【上海】中国では貿易戦争や景気減速、信用収縮などで民間起業家に対する圧力が高まる中、政府系機関などが記録的なペースで民間企業の株式を取得している。
民間企業への出資加速は、ここ数十年続いた傾向、すなわち労働力に占める割合や資産保有比率に反映されるように、国有企業がその役割を低下させてきた流れに逆行するものだ。公的部門の企業は通常、民間の競合企業よりも効率性や革新性が劣るため、このような出資攻勢は経済成長の新たな阻害要因となる可能性がある。
民間企業はそもそも立場が弱く、手数料の安い銀行ローンやその他の資金調達手段へのアクセスが限られている。また、中国政府の公害対策や過剰生産を解消する政策にも圧迫されている。

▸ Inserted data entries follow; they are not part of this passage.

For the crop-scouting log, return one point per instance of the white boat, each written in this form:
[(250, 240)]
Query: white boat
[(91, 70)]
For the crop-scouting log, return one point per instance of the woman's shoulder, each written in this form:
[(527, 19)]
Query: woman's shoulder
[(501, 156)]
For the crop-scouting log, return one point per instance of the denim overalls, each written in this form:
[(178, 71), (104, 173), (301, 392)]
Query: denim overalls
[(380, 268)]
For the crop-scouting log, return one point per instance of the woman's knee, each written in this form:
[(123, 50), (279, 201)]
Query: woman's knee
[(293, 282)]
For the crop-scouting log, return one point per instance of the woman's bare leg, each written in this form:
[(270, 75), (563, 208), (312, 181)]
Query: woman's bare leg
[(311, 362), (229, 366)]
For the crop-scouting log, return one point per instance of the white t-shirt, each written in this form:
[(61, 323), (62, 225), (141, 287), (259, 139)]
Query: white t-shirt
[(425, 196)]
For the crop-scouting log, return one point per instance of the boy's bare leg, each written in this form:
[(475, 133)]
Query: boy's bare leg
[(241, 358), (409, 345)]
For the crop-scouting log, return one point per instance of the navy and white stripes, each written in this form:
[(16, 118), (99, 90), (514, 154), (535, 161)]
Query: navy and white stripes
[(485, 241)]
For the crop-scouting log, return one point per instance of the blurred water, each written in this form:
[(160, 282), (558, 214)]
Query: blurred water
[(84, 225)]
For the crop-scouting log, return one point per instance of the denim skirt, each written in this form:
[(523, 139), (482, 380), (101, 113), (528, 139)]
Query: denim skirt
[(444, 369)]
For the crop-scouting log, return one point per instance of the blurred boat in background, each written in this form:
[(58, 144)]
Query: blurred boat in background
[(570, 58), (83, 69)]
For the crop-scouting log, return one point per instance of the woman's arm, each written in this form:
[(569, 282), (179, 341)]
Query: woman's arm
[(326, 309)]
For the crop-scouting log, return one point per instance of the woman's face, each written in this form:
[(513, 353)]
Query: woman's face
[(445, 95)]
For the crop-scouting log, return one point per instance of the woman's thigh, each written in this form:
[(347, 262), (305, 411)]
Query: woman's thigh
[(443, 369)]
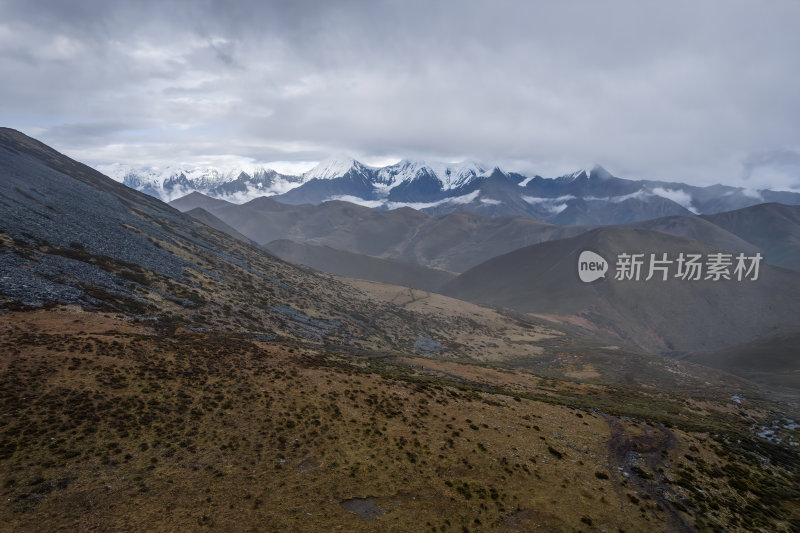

ただ、習近平国家主席は歴代トップに比べ、権力の集中化を意欲的に進めており、株式取得は民間セクターを弱体化させる意図的戦略というより、安定性維持への強い意志に後押しされたものと思われる。習氏は昨年10月、ビジネス関係者を安心させるこんな発言をした。「民間経済を否定したり弱めたりする言動は誤りだ」
フィッチ・レーティングスによると、今年1月~6月に政府系機関が株式を取得した民間上場企業は47社ある。これに対し、2018年は通年で52社だった。
取得したのは国有企業や地方政府傘下の投資会社などで、出資比率は1%未満から100%まで幅広い。